Abstract
Artemisinin and its analogues are currently the most effective anti-malarial drugs. The activation of artemisinin requires the cleavage of the endoperoxide bridge in the presence of iron sources. Once activated, artemisinins attack macromolecules through alkylation and propagate a series of damages, leading to parasite death. Even though several parasite proteins have been reported as artemisinin targets, the exact mechanism of action (MOA) of artemisinin is still controversial and its high potency and specificity against the malaria parasite could not be fully accounted for. Recently, we have developed an unbiased chemical proteomics approach to directly probe the MOA of artemisinin in P. falciparum. We synthesized an artemisinin analogue with an alkyne tag, which can be coupled with biotin through click chemistry. This enabled selective purification and identification of 124 protein targets of artemisinin. Many of these targets are critical for the parasite survival. In vitro assays confirmed the specific artemisinin binding and inhibition of selected targets. We thus postulated that artemisinin kills the parasite through disrupting its biochemical landscape. In addition, we showed that artemisinin activation requires heme, rather than free ferrous iron, by monitoring the extent of protein binding using a fluorescent dye coupled with the alkyne-tagged artemisinin. The extremely high level of heme released from the hemoglobin digestion by the parasite makes artemisinin exceptionally potent against late-stage parasites (trophozoite and schizont stages) compared to parasites at early ring stage, which have low level of heme, mainly derived from endogenous synthesis. Such a unique activation mechanism also confers artemisinin with extremely high specificity against the parasites, while the healthy red blood cells are unaffected. Our results provide a sound explanation of the MOA of artemisinin and its specificity against malaria parasites, which may benefit the optimization of treatment strategies and the battle against the emerging drug resistance.
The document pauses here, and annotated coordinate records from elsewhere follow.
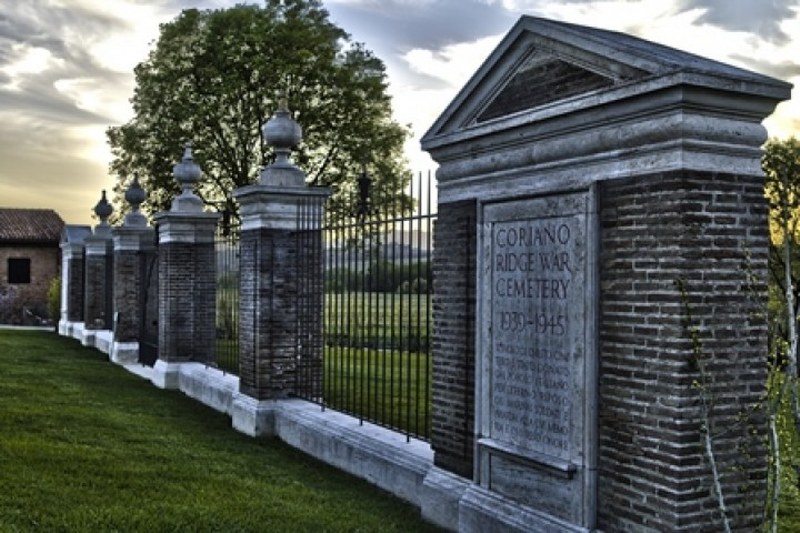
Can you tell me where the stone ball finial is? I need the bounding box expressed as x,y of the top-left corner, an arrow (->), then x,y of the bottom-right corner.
172,142 -> 203,190
124,174 -> 147,227
261,95 -> 303,164
172,142 -> 203,211
94,189 -> 114,224
260,95 -> 305,187
125,174 -> 147,212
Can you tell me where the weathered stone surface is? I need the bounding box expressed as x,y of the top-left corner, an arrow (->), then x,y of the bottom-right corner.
156,212 -> 218,364
422,11 -> 791,532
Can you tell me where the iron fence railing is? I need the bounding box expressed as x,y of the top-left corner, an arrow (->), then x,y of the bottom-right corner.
214,216 -> 239,375
323,171 -> 436,440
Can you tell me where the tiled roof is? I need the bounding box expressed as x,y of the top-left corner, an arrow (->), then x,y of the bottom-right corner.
0,207 -> 64,243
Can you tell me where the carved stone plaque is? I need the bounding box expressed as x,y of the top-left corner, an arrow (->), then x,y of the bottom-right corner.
478,193 -> 596,523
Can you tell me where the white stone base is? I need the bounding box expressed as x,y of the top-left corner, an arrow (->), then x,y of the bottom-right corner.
180,363 -> 239,415
94,329 -> 114,355
108,341 -> 139,365
275,400 -> 433,506
419,466 -> 471,531
150,359 -> 186,389
458,484 -> 591,533
231,392 -> 276,437
59,322 -> 83,342
76,322 -> 96,348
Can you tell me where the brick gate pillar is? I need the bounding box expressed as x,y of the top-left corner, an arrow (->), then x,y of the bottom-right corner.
421,17 -> 791,533
233,96 -> 330,435
152,145 -> 219,388
110,177 -> 155,364
58,225 -> 92,337
83,191 -> 113,336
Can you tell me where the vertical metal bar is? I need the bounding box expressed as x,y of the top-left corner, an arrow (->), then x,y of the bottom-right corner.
425,170 -> 433,438
414,173 -> 427,434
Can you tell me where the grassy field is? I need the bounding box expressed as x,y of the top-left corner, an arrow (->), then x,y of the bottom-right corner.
324,347 -> 431,438
0,331 -> 444,532
324,292 -> 432,351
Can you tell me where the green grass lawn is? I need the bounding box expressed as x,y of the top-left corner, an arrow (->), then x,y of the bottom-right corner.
0,331 -> 444,532
324,292 -> 433,351
323,346 -> 431,439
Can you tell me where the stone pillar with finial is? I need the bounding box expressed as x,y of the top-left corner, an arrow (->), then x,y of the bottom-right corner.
233,97 -> 330,435
83,191 -> 114,345
109,175 -> 158,364
152,143 -> 219,388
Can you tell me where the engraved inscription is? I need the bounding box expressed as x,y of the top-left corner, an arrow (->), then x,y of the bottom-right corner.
489,216 -> 583,459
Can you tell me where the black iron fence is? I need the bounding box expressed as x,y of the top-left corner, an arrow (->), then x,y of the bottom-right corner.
316,175 -> 436,439
214,215 -> 239,375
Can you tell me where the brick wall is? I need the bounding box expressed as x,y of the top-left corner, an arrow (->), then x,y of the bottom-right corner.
239,229 -> 298,400
66,254 -> 84,322
0,245 -> 60,324
83,240 -> 114,329
598,171 -> 768,532
431,197 -> 477,478
158,242 -> 217,363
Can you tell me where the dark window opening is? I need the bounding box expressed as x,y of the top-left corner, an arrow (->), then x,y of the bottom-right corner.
8,257 -> 31,283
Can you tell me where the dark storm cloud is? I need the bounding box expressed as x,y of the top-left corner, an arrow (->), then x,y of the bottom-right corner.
327,0 -> 517,53
0,0 -> 135,125
681,0 -> 800,44
730,54 -> 800,80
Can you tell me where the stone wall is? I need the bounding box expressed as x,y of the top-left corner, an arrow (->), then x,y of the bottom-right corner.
239,229 -> 297,400
431,197 -> 477,477
598,171 -> 768,532
158,240 -> 217,362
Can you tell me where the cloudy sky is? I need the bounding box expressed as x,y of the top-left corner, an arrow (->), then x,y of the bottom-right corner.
0,0 -> 800,224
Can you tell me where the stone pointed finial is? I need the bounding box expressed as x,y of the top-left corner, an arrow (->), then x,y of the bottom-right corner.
124,174 -> 147,227
172,142 -> 203,211
94,189 -> 114,235
261,94 -> 305,187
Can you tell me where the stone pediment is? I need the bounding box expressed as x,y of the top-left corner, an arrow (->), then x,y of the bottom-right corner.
422,16 -> 790,142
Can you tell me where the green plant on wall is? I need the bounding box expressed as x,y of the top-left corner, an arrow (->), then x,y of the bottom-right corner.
47,276 -> 61,328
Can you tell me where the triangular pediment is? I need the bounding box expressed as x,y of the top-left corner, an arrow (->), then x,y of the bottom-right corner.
475,47 -> 620,122
422,16 -> 785,145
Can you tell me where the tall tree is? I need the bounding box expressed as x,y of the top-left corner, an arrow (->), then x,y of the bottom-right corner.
106,0 -> 410,220
761,137 -> 800,366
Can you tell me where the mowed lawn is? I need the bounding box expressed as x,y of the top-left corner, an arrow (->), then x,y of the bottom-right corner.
0,330 -> 444,532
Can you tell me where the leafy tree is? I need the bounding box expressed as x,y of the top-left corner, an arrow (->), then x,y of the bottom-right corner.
106,0 -> 410,220
761,137 -> 800,366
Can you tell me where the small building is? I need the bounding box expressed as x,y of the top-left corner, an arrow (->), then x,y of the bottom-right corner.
0,207 -> 64,324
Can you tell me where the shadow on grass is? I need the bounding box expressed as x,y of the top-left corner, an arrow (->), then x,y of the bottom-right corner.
0,331 -> 438,532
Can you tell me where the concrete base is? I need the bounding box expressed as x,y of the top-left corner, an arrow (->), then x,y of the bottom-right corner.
419,466 -> 471,531
150,359 -> 188,389
275,400 -> 433,506
59,322 -> 84,343
94,329 -> 114,354
108,341 -> 139,365
59,330 -> 589,533
231,390 -> 277,437
180,363 -> 239,415
458,484 -> 591,533
78,322 -> 97,348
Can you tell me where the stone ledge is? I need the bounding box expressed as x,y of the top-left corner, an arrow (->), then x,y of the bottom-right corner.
108,341 -> 139,366
458,484 -> 592,533
275,400 -> 433,506
70,338 -> 588,533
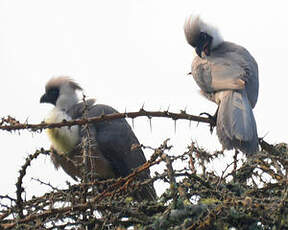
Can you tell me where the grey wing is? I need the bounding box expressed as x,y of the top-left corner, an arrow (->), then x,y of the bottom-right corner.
192,57 -> 245,93
89,105 -> 146,176
192,42 -> 259,108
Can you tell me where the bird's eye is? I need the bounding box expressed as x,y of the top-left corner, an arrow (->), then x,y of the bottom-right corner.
201,32 -> 207,40
48,88 -> 59,95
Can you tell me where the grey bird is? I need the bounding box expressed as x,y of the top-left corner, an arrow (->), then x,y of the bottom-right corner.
40,77 -> 156,200
184,16 -> 259,154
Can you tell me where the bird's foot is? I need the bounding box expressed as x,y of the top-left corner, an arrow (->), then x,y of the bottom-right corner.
200,112 -> 217,134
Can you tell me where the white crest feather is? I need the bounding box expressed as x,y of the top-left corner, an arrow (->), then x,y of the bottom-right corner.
184,15 -> 223,49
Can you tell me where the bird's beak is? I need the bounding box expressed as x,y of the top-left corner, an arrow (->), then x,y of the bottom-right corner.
40,93 -> 49,103
195,46 -> 202,58
195,42 -> 211,58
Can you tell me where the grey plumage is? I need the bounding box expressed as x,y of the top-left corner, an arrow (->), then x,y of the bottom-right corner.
41,77 -> 156,200
184,17 -> 259,154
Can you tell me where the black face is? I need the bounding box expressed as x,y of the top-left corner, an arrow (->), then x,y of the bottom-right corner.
195,32 -> 213,57
40,88 -> 59,105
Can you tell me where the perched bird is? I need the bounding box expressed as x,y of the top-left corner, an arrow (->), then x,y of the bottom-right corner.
184,16 -> 259,154
40,77 -> 156,200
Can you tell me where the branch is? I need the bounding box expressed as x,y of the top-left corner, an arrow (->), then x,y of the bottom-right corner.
0,108 -> 213,131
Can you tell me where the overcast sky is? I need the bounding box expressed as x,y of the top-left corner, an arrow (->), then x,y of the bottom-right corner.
0,0 -> 288,197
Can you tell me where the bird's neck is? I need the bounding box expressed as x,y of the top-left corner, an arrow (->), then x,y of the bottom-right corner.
45,107 -> 80,154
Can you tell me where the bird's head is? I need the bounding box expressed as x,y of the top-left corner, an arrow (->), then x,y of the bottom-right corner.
184,16 -> 223,57
40,76 -> 82,110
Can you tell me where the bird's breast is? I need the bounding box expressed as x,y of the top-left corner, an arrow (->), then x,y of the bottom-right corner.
45,107 -> 80,154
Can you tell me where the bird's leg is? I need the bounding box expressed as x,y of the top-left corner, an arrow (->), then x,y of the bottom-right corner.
200,107 -> 219,134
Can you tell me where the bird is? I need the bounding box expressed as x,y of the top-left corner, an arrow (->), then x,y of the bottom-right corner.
40,76 -> 156,200
184,15 -> 259,155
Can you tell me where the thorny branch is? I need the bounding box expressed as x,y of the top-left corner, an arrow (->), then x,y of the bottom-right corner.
0,110 -> 288,230
0,108 -> 214,131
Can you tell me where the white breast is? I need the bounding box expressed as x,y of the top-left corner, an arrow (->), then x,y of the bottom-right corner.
45,107 -> 80,154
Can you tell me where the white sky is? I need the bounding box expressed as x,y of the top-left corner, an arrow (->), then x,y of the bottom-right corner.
0,0 -> 288,197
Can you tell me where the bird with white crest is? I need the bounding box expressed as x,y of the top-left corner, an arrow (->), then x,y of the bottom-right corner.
40,77 -> 156,200
184,16 -> 259,154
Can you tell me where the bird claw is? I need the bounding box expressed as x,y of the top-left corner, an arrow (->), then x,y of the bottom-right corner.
200,112 -> 217,134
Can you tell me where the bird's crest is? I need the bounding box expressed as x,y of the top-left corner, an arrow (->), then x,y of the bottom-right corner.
45,76 -> 82,91
184,15 -> 223,48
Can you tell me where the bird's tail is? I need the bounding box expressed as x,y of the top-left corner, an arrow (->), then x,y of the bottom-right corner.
217,90 -> 258,154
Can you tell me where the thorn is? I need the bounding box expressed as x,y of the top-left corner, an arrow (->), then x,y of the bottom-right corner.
166,105 -> 170,113
174,119 -> 177,134
148,117 -> 152,133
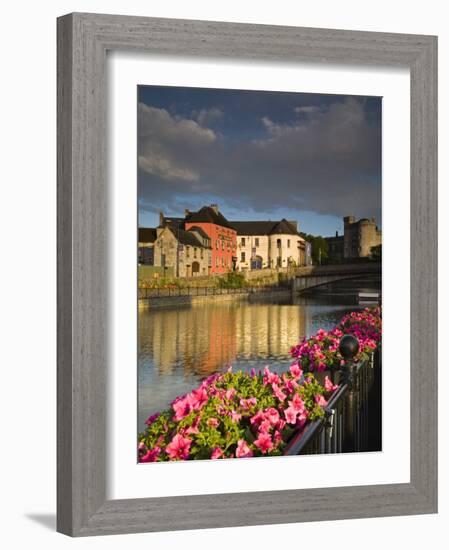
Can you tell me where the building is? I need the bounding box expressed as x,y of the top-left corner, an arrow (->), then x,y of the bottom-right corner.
231,219 -> 307,271
343,216 -> 382,259
154,224 -> 212,277
184,204 -> 237,274
137,227 -> 157,265
326,216 -> 382,264
326,231 -> 345,264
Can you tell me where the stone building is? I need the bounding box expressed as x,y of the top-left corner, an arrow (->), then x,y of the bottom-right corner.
154,224 -> 212,277
326,231 -> 345,264
231,219 -> 307,271
343,216 -> 382,259
137,227 -> 157,265
326,216 -> 382,264
183,204 -> 237,274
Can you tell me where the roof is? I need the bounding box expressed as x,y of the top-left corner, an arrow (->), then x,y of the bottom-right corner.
139,227 -> 157,243
162,227 -> 207,248
189,225 -> 210,240
162,216 -> 184,228
185,206 -> 234,229
231,218 -> 300,236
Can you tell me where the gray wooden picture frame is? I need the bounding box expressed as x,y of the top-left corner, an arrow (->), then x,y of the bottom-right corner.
57,13 -> 437,536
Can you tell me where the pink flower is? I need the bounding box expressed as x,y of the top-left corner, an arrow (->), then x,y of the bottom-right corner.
271,382 -> 287,401
273,430 -> 282,446
187,387 -> 209,410
145,413 -> 160,426
165,434 -> 192,460
231,411 -> 242,422
225,388 -> 237,401
259,419 -> 271,433
284,405 -> 298,424
263,367 -> 280,386
254,433 -> 273,454
240,397 -> 257,411
172,396 -> 192,422
276,418 -> 287,430
210,447 -> 224,460
235,439 -> 253,458
315,394 -> 327,407
324,376 -> 339,391
290,363 -> 302,378
249,411 -> 265,426
139,447 -> 161,462
265,407 -> 280,426
288,393 -> 305,413
182,416 -> 200,435
207,417 -> 220,428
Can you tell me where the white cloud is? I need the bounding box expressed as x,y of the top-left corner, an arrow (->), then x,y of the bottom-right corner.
138,103 -> 217,181
295,105 -> 321,115
139,98 -> 381,223
192,107 -> 224,126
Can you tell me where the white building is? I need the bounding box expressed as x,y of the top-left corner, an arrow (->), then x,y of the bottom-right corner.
230,219 -> 306,271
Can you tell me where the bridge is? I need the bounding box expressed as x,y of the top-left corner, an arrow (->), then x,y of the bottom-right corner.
292,262 -> 382,292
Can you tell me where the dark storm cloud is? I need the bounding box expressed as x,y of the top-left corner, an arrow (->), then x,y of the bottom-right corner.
139,97 -> 381,220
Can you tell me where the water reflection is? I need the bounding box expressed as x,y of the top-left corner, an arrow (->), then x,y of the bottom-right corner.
138,282 -> 380,429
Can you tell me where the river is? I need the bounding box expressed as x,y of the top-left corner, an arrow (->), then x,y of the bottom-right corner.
138,277 -> 381,430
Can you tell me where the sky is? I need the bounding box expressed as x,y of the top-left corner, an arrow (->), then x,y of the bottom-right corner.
137,86 -> 382,236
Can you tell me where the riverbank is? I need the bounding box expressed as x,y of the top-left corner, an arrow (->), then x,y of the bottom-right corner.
138,287 -> 291,310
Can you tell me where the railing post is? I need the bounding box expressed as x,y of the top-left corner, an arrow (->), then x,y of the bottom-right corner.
339,334 -> 359,452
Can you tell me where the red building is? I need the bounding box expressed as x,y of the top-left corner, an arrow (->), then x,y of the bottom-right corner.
184,204 -> 237,273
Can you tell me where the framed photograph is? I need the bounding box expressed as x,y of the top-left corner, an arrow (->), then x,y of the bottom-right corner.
58,14 -> 437,536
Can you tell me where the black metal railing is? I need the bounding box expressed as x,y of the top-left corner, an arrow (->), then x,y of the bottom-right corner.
284,349 -> 382,455
139,281 -> 291,300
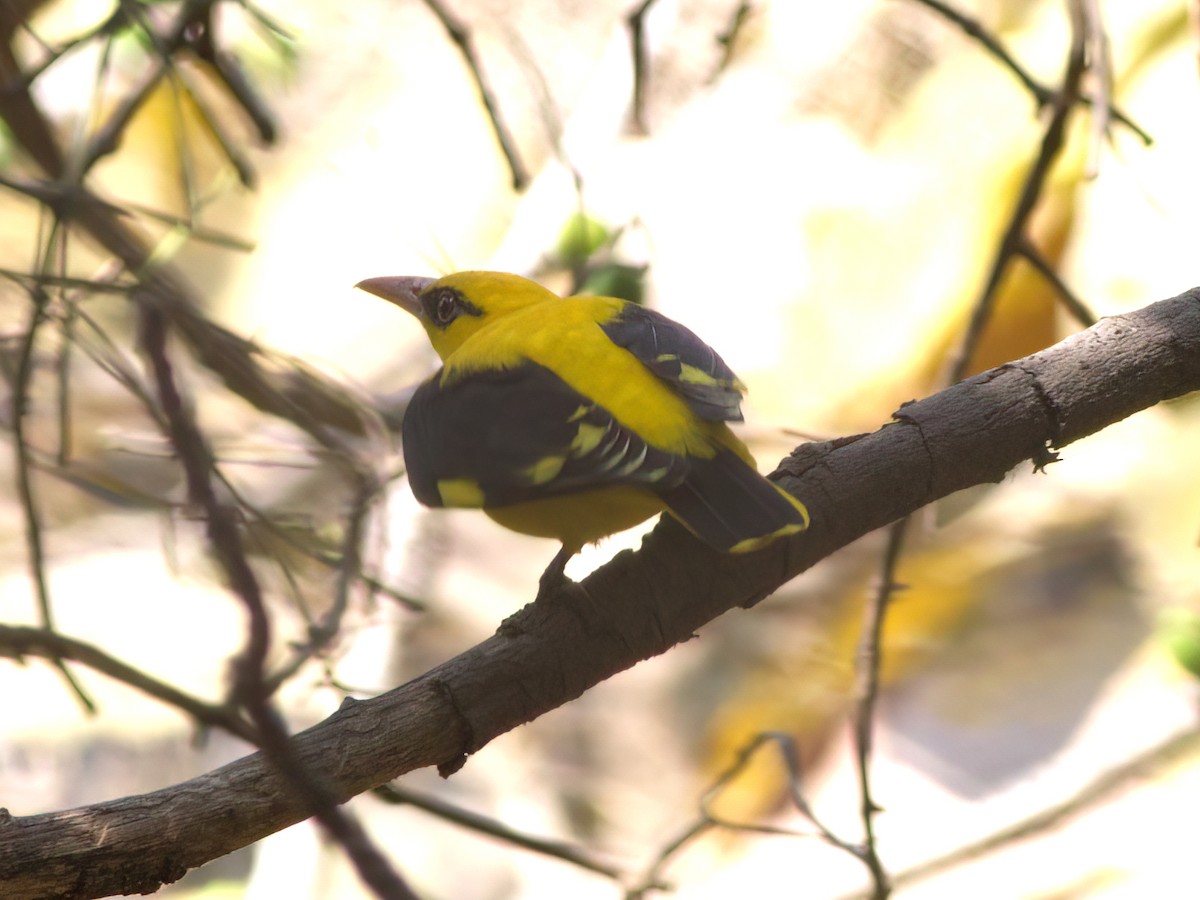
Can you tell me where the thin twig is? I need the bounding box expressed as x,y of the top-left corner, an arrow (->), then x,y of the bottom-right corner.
625,0 -> 654,134
949,0 -> 1087,382
1082,0 -> 1112,179
913,0 -> 1154,146
854,518 -> 908,900
1016,239 -> 1099,328
0,624 -> 258,744
139,304 -> 416,900
11,234 -> 96,714
625,731 -> 869,900
708,0 -> 754,84
425,0 -> 529,191
372,781 -> 624,881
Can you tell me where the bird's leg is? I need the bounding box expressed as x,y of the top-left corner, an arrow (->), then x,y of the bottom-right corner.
534,545 -> 576,602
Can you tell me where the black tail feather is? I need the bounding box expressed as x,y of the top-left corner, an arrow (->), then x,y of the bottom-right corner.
660,450 -> 808,551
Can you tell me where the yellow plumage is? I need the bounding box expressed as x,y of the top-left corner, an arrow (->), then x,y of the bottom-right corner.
359,272 -> 808,596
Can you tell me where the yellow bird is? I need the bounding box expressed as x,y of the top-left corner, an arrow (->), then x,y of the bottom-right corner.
358,271 -> 809,598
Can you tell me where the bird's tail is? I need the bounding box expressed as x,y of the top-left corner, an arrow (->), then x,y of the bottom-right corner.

Keywords: targets, mechanism of action, activation, heme, artemisinin, activity-based probe, chemical proteomics, malaria, artemisinin resistance
The most pathogenic human malaria parasite, Plasmodium falciparum, is responsible for more than half-a-million deaths per year. Currently, artemisinin-based combination therapy is heavily relied to treat malaria. The artemisinin derivatives share a unique endoperoxide bridge which has been suggested to be cleaved inside P. falciparum by iron sources (either heme or ferrous iron) to release highly reactive carbon centered radicals. These radicals can modify and inhibit various parasite molecules, resulting in parasite death. Yet the precise MOA of artemisinin has remained obscure. Recently, our group has developed an activity-based artemisinin probe and revealed a broad spectrum of artemisinin targets that are previously unidentified. We have also provided multiple lines of evidences to demonstrate that heme, rather than free ferrous iron, is the predominant iron source for artemisinin activation. Notably, the parasite’s propagation largely relies on hemoglobin digestion, which releases high concentration of heme. Thus, such process makes artemisinin an extremely selective and potent anti-malarial drug. Once activated, the promiscuous targeting of artemisinin disrupts the essential biological processes of the parasite, leading to its death. Furthermore, we have shown that the endogenously synthesized heme might play a key role in activating artemisinin at the parasite’s early ring stage. These findings significantly enhance our understanding of artemisinin’s MOA, which may help to improve our treatment strategies against malaria, one of the most deadly diseases. The systematic identification of artemisinin targets provides invaluable information for future anti-malarial drug development. Enhancing the artemisinin activation level at the early ring stage through modulation of the parasite’s heme synthesis pathway may pave a feasible way to curb the emerging artemisinin resistance in Southeast Asia due to K13 mutations, which result in a prolonged early ring stage that diminishes the drug’s killing effect. Another possible approach to overcome the artemisinin resistance might be to extend the length of drug treatment. We anticipate that the thorough understanding of artemisinin’s MOA would help to develop better strategies to treat malaria with better treatment schemes and better drugs or drug combinations. Our list of identified artemisinin targets also provides new avenues for studying, tracking and coping with the emerging resistance of this drug.
Figure 1. FIGURE 1: Artemisinin, activated by heme, effectively kills the malaria parasites by covalently targeting over 120 targets like a bomb.
Artemisinin (chemical structure shown) can effectively kill the malaria parasites within the red blood cells (pictured). Wang et al. identified over 120 covalent protein targets of artemisinin. Many of them play important roles in different biological processes critical for the parasite survival. They also proved that artemisinin activation relies on heme, either biosynthesized by ring-stage parasites, or derived from hemoglobin digestion at later parasite stages.